Dave examined a set of cabinets they were building for another customer, and praised things I didn’t understand at the time – inset doors and some kind of hinges and some kind of joins. The father and his sons seemed not to hear the praise. They’d wait til Dave was done speaking and then explain the next thing they wanted him to know. Where the wood came from, how the stiles were designed. Then the designer told them Dave was a musician.

“We don’t have instruments here,” said the father, “but we sing. Do you sing?”

“I studied German lieder in college,” said Dave.

“We would like to hear you sing.”

Dave laughed. “Well, when we come back for our cabinets I’ll have to…uh…prepare something.”

The father waited.

Dave laughed again. “You mean, right now?”

“Yes,” said the father, “we would like to hear you sing.”

The sons waited. The wives and children waited. I looked hard at Dave, willing him not to freeze up like I would. But he opened his mouth and out came 16 bars of some beautiful German art song. He abruptly stopped. “That’s all I remember.”

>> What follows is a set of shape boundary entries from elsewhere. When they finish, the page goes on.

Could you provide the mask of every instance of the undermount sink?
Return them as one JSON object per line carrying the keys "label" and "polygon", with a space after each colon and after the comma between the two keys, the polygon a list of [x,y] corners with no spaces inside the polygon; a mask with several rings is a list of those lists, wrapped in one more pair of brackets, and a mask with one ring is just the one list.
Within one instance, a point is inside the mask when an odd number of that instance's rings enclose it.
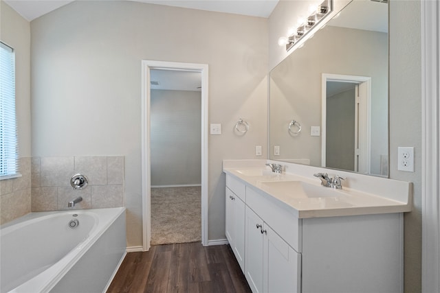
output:
{"label": "undermount sink", "polygon": [[276,174],[276,173],[270,170],[264,169],[238,169],[236,172],[244,176],[267,176]]}
{"label": "undermount sink", "polygon": [[262,182],[261,187],[274,195],[288,195],[292,198],[328,198],[343,195],[329,187],[312,185],[302,181]]}

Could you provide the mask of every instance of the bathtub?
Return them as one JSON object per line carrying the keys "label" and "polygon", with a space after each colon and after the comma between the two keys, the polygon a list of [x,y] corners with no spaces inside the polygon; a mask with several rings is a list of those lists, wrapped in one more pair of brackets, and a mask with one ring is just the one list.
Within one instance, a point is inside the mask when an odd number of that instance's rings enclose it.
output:
{"label": "bathtub", "polygon": [[125,208],[30,213],[0,229],[0,292],[102,292],[125,256]]}

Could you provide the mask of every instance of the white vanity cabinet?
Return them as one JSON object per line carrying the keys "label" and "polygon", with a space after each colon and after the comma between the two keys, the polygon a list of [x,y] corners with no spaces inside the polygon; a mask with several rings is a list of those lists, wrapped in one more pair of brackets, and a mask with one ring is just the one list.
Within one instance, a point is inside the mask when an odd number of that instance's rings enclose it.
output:
{"label": "white vanity cabinet", "polygon": [[245,276],[253,292],[300,292],[300,255],[246,207]]}
{"label": "white vanity cabinet", "polygon": [[300,218],[256,185],[226,175],[226,235],[254,293],[403,292],[402,212]]}
{"label": "white vanity cabinet", "polygon": [[[234,180],[234,179],[232,179]],[[244,271],[245,268],[245,202],[244,202],[244,185],[243,189],[240,190],[240,184],[234,182],[232,188],[240,194],[239,196],[229,187],[226,187],[226,238],[235,255],[235,257]],[[231,184],[230,184],[231,186]],[[238,187],[239,188],[234,188]]]}

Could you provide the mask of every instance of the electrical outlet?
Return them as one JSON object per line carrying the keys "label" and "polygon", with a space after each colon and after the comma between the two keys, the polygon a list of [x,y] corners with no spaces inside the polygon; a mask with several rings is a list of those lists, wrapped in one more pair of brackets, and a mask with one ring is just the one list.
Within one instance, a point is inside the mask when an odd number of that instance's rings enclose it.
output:
{"label": "electrical outlet", "polygon": [[280,155],[280,146],[274,145],[274,156],[279,156]]}
{"label": "electrical outlet", "polygon": [[397,169],[414,172],[414,147],[397,148]]}
{"label": "electrical outlet", "polygon": [[214,135],[221,134],[221,124],[212,123],[210,125],[210,134]]}
{"label": "electrical outlet", "polygon": [[255,155],[256,156],[261,156],[261,145],[256,145],[255,146]]}

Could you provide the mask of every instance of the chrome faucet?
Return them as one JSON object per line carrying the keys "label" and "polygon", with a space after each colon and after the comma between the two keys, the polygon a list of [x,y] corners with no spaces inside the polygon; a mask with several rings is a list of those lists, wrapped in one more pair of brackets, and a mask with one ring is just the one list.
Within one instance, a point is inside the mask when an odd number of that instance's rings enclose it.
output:
{"label": "chrome faucet", "polygon": [[281,172],[283,172],[283,166],[280,165],[275,163],[267,163],[266,166],[270,167],[270,168],[272,169],[272,172],[281,174]]}
{"label": "chrome faucet", "polygon": [[316,173],[314,176],[321,180],[321,185],[335,189],[342,189],[341,180],[345,180],[344,177],[338,175],[335,176],[334,178],[329,177],[329,174],[327,173]]}
{"label": "chrome faucet", "polygon": [[78,203],[80,201],[82,201],[82,198],[80,196],[78,196],[78,198],[75,198],[74,200],[69,202],[69,203],[67,204],[67,207],[75,207],[76,204]]}

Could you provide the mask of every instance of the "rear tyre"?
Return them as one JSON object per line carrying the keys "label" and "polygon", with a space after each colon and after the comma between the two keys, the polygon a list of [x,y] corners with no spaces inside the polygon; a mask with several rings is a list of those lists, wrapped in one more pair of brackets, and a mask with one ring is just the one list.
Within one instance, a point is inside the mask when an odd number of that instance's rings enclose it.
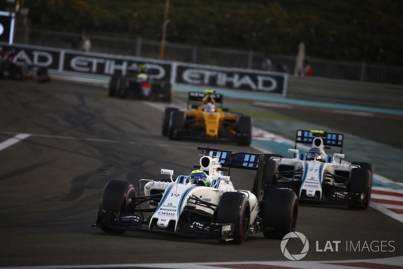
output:
{"label": "rear tyre", "polygon": [[127,89],[129,87],[129,81],[125,78],[119,79],[119,88],[116,89],[115,94],[116,97],[124,98],[127,95]]}
{"label": "rear tyre", "polygon": [[361,193],[364,196],[360,205],[351,204],[351,208],[366,209],[371,200],[371,172],[366,168],[354,168],[350,173],[348,186],[352,193]]}
{"label": "rear tyre", "polygon": [[275,188],[277,184],[277,178],[276,177],[277,164],[275,160],[270,159],[272,157],[283,157],[281,155],[277,154],[263,154],[259,156],[257,171],[252,189],[252,192],[258,200],[264,199],[264,197],[260,197],[262,190],[264,193],[265,188]]}
{"label": "rear tyre", "polygon": [[108,87],[108,96],[114,96],[116,90],[119,89],[119,76],[113,75],[110,77]]}
{"label": "rear tyre", "polygon": [[171,119],[171,113],[172,111],[178,111],[176,107],[166,107],[165,111],[162,115],[162,135],[168,135],[168,128],[169,127],[169,121]]}
{"label": "rear tyre", "polygon": [[[104,188],[99,203],[99,211],[110,210],[116,214],[128,212],[128,203],[136,197],[133,186],[125,181],[112,180]],[[101,230],[111,234],[123,234],[124,230],[113,229],[105,225]]]}
{"label": "rear tyre", "polygon": [[351,163],[352,165],[360,166],[361,168],[366,168],[369,170],[371,173],[369,180],[369,189],[366,195],[366,198],[364,201],[364,206],[363,209],[366,209],[369,206],[369,202],[371,201],[371,192],[372,188],[372,178],[374,176],[374,167],[372,165],[368,163],[363,163],[361,162],[353,162]]}
{"label": "rear tyre", "polygon": [[172,86],[170,82],[164,82],[161,85],[162,101],[169,102],[172,99]]}
{"label": "rear tyre", "polygon": [[234,242],[242,244],[248,236],[250,225],[250,205],[240,192],[225,192],[217,206],[217,223],[234,223]]}
{"label": "rear tyre", "polygon": [[169,126],[168,128],[168,137],[171,140],[181,139],[179,131],[185,124],[185,113],[183,111],[173,111],[171,113]]}
{"label": "rear tyre", "polygon": [[240,146],[248,146],[252,142],[252,119],[241,116],[238,119],[238,141]]}
{"label": "rear tyre", "polygon": [[298,199],[290,189],[272,189],[267,191],[263,208],[263,232],[266,238],[281,239],[295,231],[298,216]]}

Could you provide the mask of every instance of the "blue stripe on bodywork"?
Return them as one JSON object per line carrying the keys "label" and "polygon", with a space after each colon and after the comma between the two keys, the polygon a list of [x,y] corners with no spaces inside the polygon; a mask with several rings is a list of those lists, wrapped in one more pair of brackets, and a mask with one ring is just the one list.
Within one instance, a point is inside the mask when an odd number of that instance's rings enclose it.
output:
{"label": "blue stripe on bodywork", "polygon": [[162,206],[162,204],[164,203],[164,202],[165,201],[165,200],[166,200],[168,194],[171,192],[171,189],[173,187],[173,186],[174,186],[173,185],[171,185],[171,186],[169,186],[168,188],[166,188],[166,189],[165,190],[165,192],[164,193],[164,196],[162,196],[162,199],[161,199],[161,201],[160,202],[160,204],[158,205],[158,207],[157,207],[157,209],[156,209],[155,211],[157,211]]}
{"label": "blue stripe on bodywork", "polygon": [[180,216],[180,213],[182,210],[182,206],[183,205],[183,203],[185,202],[185,199],[186,199],[186,197],[187,197],[187,194],[189,193],[189,192],[194,188],[195,188],[195,187],[191,187],[189,188],[183,192],[183,194],[182,194],[182,197],[180,197],[179,203],[178,205],[178,220],[179,220],[179,216]]}
{"label": "blue stripe on bodywork", "polygon": [[306,180],[306,174],[308,173],[308,163],[304,163],[304,174],[302,175],[302,183],[301,184],[301,186],[305,183]]}
{"label": "blue stripe on bodywork", "polygon": [[322,189],[322,180],[323,179],[323,168],[324,168],[324,164],[320,164],[320,167],[319,168],[319,184],[320,184],[320,189]]}

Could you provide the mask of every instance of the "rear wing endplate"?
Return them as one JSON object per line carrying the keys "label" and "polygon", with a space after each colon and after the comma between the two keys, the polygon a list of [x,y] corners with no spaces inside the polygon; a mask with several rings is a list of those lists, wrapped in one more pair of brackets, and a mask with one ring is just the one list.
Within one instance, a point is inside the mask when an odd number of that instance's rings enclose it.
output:
{"label": "rear wing endplate", "polygon": [[220,164],[223,167],[249,170],[257,170],[260,156],[258,154],[244,152],[236,153],[232,151],[205,147],[198,147],[197,149],[202,150],[204,155],[218,157]]}
{"label": "rear wing endplate", "polygon": [[303,144],[312,144],[315,137],[320,137],[323,141],[323,145],[335,147],[343,147],[343,139],[344,135],[328,133],[323,131],[310,131],[305,130],[297,130],[295,137],[295,146],[297,143]]}

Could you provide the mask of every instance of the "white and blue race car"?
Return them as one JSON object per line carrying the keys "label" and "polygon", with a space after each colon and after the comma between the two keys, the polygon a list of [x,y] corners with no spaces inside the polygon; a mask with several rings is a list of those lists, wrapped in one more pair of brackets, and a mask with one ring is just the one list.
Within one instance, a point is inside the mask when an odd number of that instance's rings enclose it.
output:
{"label": "white and blue race car", "polygon": [[174,180],[173,171],[161,169],[170,178],[142,179],[137,193],[129,182],[109,182],[93,226],[109,233],[147,230],[237,244],[256,233],[282,238],[295,230],[298,203],[294,191],[263,184],[256,197],[250,191],[236,190],[230,180],[231,168],[262,174],[264,155],[198,149],[202,150],[199,164],[189,176]]}
{"label": "white and blue race car", "polygon": [[[371,199],[373,168],[367,163],[342,163],[344,137],[342,134],[298,130],[295,148],[288,150],[294,157],[270,155],[267,173],[277,186],[292,189],[300,200],[366,209]],[[298,143],[310,144],[311,148],[300,153]],[[324,149],[330,147],[340,147],[340,153],[326,154]]]}

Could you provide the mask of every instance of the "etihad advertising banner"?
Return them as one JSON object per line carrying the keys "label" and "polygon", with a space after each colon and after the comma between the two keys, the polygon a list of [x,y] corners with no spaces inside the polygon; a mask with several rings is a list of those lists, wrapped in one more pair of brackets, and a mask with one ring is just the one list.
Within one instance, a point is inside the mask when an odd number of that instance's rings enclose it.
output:
{"label": "etihad advertising banner", "polygon": [[14,50],[18,61],[30,65],[48,67],[59,72],[89,75],[125,75],[127,70],[145,65],[150,77],[172,84],[209,88],[246,90],[285,96],[288,75],[251,69],[162,61],[127,56],[53,48],[14,44],[0,42],[5,50]]}

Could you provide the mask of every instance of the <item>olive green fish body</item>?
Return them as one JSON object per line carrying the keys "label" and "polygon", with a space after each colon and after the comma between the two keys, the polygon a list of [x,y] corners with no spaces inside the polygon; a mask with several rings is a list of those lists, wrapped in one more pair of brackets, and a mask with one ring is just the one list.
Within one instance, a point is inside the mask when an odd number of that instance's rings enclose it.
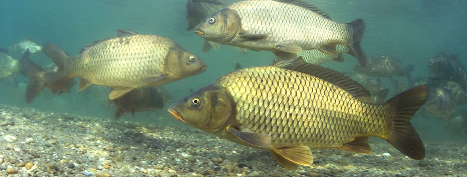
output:
{"label": "olive green fish body", "polygon": [[387,138],[392,128],[388,104],[365,103],[303,73],[252,68],[222,76],[214,85],[232,95],[239,129],[270,135],[271,149],[339,147],[356,137]]}
{"label": "olive green fish body", "polygon": [[347,46],[338,44],[336,46],[336,51],[339,54],[337,58],[316,49],[304,50],[302,53],[297,54],[297,56],[301,56],[308,63],[319,65],[331,60],[339,62],[344,61],[341,54],[347,53],[350,50]]}
{"label": "olive green fish body", "polygon": [[0,78],[8,77],[21,70],[21,65],[18,60],[0,52]]}
{"label": "olive green fish body", "polygon": [[168,73],[165,59],[176,44],[167,38],[138,34],[99,43],[73,57],[65,65],[69,78],[81,77],[110,87],[151,87],[145,78]]}

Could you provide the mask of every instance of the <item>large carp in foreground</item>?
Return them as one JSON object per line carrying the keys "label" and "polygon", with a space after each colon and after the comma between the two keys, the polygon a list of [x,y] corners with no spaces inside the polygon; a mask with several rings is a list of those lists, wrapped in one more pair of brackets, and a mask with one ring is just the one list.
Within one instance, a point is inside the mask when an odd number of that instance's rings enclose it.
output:
{"label": "large carp in foreground", "polygon": [[54,44],[46,44],[43,50],[58,70],[54,81],[44,84],[50,88],[59,87],[63,81],[79,77],[78,90],[92,84],[114,88],[109,95],[113,100],[135,88],[199,74],[207,68],[202,60],[169,38],[117,32],[113,37],[88,45],[75,56]]}
{"label": "large carp in foreground", "polygon": [[207,17],[194,32],[208,41],[267,50],[282,59],[316,49],[338,57],[336,44],[348,47],[362,67],[366,61],[360,41],[362,19],[349,23],[333,21],[316,7],[298,0],[250,0],[233,3]]}
{"label": "large carp in foreground", "polygon": [[359,99],[369,96],[342,74],[297,58],[226,74],[168,111],[198,129],[269,150],[290,169],[311,165],[311,150],[370,153],[370,136],[386,140],[409,157],[425,158],[423,143],[410,120],[425,103],[428,87],[381,104]]}

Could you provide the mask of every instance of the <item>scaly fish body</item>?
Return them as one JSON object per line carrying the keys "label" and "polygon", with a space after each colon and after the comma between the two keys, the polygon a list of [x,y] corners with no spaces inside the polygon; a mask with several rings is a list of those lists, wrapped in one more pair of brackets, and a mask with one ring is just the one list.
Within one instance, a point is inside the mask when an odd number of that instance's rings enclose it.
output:
{"label": "scaly fish body", "polygon": [[336,51],[338,54],[337,57],[316,49],[304,50],[302,53],[297,54],[297,56],[301,56],[305,61],[314,65],[320,65],[331,60],[343,62],[344,58],[342,57],[342,54],[347,53],[350,51],[350,49],[347,46],[338,44],[336,46]]}
{"label": "scaly fish body", "polygon": [[21,65],[18,60],[0,52],[0,78],[8,77],[21,70]]}
{"label": "scaly fish body", "polygon": [[115,88],[109,98],[133,89],[154,87],[199,74],[207,66],[168,38],[127,30],[93,43],[70,56],[58,47],[44,48],[58,68],[53,82],[80,77],[78,90],[92,84]]}
{"label": "scaly fish body", "polygon": [[311,165],[310,150],[370,153],[369,136],[384,138],[419,159],[424,148],[409,120],[428,91],[419,86],[386,102],[367,102],[358,98],[370,95],[357,82],[298,58],[226,74],[169,111],[201,130],[270,150],[289,169]]}
{"label": "scaly fish body", "polygon": [[340,23],[300,0],[244,0],[233,3],[201,22],[195,32],[208,41],[253,50],[267,50],[291,59],[303,50],[318,49],[338,57],[336,44],[348,46],[362,66],[360,47],[365,23]]}

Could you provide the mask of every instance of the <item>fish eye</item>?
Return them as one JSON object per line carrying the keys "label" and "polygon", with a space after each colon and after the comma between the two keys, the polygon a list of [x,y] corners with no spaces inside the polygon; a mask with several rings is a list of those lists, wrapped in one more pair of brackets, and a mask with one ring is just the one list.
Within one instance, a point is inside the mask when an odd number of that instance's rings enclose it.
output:
{"label": "fish eye", "polygon": [[191,100],[191,105],[192,105],[193,106],[197,106],[199,105],[199,102],[200,102],[201,101],[199,101],[199,99],[198,99],[198,98],[193,98],[193,100]]}
{"label": "fish eye", "polygon": [[216,22],[216,19],[214,18],[211,18],[209,19],[209,24],[212,24]]}
{"label": "fish eye", "polygon": [[189,60],[190,60],[190,62],[194,62],[195,61],[195,57],[194,57],[193,56],[190,56]]}

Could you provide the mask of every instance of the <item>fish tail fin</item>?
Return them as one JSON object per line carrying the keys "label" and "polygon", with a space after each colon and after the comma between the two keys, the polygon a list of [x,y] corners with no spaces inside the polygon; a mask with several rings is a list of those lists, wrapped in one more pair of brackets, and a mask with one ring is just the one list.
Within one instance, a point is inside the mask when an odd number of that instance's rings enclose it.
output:
{"label": "fish tail fin", "polygon": [[350,48],[348,54],[358,60],[360,66],[364,67],[367,63],[367,55],[361,49],[360,42],[361,41],[361,38],[363,37],[363,33],[366,27],[365,21],[361,19],[359,19],[347,24],[352,32],[352,38],[349,43],[347,44]]}
{"label": "fish tail fin", "polygon": [[[64,83],[68,81],[68,73],[65,67],[67,61],[71,59],[70,55],[62,49],[55,44],[51,43],[46,44],[42,47],[42,51],[46,56],[50,58],[58,68],[57,73],[53,75],[53,77],[50,78],[50,82],[52,85],[57,86],[64,85]],[[49,88],[53,89],[49,87]]]}
{"label": "fish tail fin", "polygon": [[404,75],[405,75],[405,76],[407,77],[409,82],[412,82],[412,76],[410,75],[410,73],[413,71],[414,68],[415,67],[413,65],[409,65],[404,69]]}
{"label": "fish tail fin", "polygon": [[41,76],[45,73],[45,71],[29,60],[26,54],[28,55],[29,49],[21,60],[21,73],[30,80],[26,92],[26,102],[30,103],[45,87],[45,78]]}
{"label": "fish tail fin", "polygon": [[391,98],[388,103],[394,109],[392,132],[385,139],[404,155],[416,160],[425,157],[423,142],[410,123],[412,116],[425,103],[428,86],[421,85]]}

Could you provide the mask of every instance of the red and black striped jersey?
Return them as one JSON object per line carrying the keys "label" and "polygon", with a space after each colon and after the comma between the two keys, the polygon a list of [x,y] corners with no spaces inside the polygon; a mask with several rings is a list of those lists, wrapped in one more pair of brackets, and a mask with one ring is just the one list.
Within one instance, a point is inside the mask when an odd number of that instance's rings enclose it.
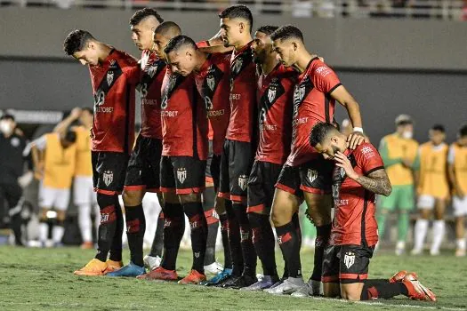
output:
{"label": "red and black striped jersey", "polygon": [[292,150],[287,165],[297,166],[318,156],[309,137],[318,122],[333,122],[335,100],[330,93],[341,85],[337,75],[315,57],[298,77],[294,90]]}
{"label": "red and black striped jersey", "polygon": [[89,66],[94,95],[93,151],[130,153],[134,142],[137,60],[113,49],[99,65]]}

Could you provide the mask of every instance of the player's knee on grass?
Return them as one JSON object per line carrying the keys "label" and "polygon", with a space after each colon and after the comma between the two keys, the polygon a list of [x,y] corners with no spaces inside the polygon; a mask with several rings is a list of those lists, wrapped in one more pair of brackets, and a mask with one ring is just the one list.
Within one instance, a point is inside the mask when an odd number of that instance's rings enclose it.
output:
{"label": "player's knee on grass", "polygon": [[122,198],[125,206],[137,206],[142,203],[144,190],[124,190]]}
{"label": "player's knee on grass", "polygon": [[323,293],[327,298],[336,298],[341,296],[341,287],[338,283],[323,283]]}
{"label": "player's knee on grass", "polygon": [[331,209],[333,207],[333,196],[331,195],[317,195],[304,193],[308,206],[308,214],[311,217],[317,227],[331,223]]}

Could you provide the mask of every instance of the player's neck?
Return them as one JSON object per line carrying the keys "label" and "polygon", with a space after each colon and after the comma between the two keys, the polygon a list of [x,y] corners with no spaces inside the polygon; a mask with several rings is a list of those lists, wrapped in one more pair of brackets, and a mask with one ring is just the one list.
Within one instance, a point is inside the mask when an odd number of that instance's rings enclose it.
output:
{"label": "player's neck", "polygon": [[294,67],[300,72],[300,73],[302,73],[304,72],[307,68],[308,68],[308,65],[310,64],[310,61],[313,59],[313,56],[308,52],[308,51],[304,50],[302,51],[298,55],[297,55],[297,61],[295,62],[295,64],[294,65]]}

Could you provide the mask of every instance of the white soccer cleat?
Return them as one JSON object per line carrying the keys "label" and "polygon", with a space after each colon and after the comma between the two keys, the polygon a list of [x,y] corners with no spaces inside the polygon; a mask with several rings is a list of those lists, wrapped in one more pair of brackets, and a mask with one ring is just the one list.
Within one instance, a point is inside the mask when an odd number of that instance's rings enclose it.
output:
{"label": "white soccer cleat", "polygon": [[224,270],[222,265],[219,262],[214,261],[211,265],[205,266],[205,273],[211,275],[217,275]]}
{"label": "white soccer cleat", "polygon": [[152,271],[160,266],[160,262],[162,261],[162,259],[159,256],[153,257],[153,256],[146,255],[144,256],[143,261],[144,261],[144,266],[149,271]]}
{"label": "white soccer cleat", "polygon": [[291,295],[303,286],[305,286],[305,283],[302,278],[289,277],[280,285],[265,290],[264,291],[273,295]]}

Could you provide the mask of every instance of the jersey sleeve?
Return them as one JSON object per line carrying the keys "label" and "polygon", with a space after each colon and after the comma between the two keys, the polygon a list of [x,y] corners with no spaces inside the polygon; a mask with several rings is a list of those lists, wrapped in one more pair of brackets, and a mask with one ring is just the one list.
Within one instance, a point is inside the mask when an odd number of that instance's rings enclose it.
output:
{"label": "jersey sleeve", "polygon": [[325,63],[320,63],[313,75],[313,84],[320,92],[329,94],[342,85],[335,72]]}
{"label": "jersey sleeve", "polygon": [[449,164],[454,164],[455,156],[455,149],[454,146],[450,146],[449,151],[447,152],[447,163]]}
{"label": "jersey sleeve", "polygon": [[356,151],[355,159],[365,175],[384,169],[382,158],[372,144],[362,144]]}

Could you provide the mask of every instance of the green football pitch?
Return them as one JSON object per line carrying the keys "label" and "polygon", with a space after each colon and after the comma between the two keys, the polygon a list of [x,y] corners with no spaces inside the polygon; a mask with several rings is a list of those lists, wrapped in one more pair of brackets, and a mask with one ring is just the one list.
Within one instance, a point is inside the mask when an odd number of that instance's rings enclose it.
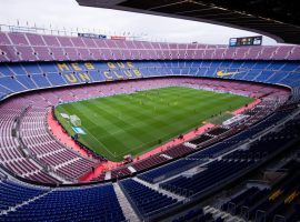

The family smiled. The father continued to wait. “Uh, there’s a Russian folk song,” said Dave. And he sang a melancholy song he’d learned when he played Andrei in Three Sisters. When he finished, the father nodded. He didn’t say, “very good” or “very nice,” but he seemed to be satisfied. When we left, one of the women said, “’Bye,” and I said, “Goodbye, thank you!” I felt like we’d established ourselves somehow. I wondered what to bring back as a gift when we came for our cabinets.

But now that we’re here, I’m glad I couldn’t think of anything. The father and sons carefully pack each beautiful cabinet and load it onto the truck. They are genial, but the father doesn’t ask Dave for any more songs. A few of the women come out and I extol over how perfectly they’ve finished each piece with Deft oil. They smile absently, but like all the praise that falls so effusively from our lips, it seems to be just stuff people like me say to people like them. It’s Cottonwood fluff. They quietly ask the designer for the check, so they can get to the bank before it closes.

My friendly overtures are irrelevant. Our one reason to be here is as customers, and with that transaction complete we become a benign interruption. When we pull away in our truck, we allow them to resume their world. If that boy leaves the community when he’s old enough, will he stay in anyone’s mind? Will they wonder how he’s doing in a world that doesn’t seem to count for them? When he comes back to visit, will he be a star or an interruption? Or are these concepts that don’t even have meaning to them?

As we drive back to Chicago, I munch on peanut butter pretzels from World Market and figure I’ve learned exactly one thing: my million questions about the Amish may not be exactly stupid, but they’ll probably never be answered in a language I can understand.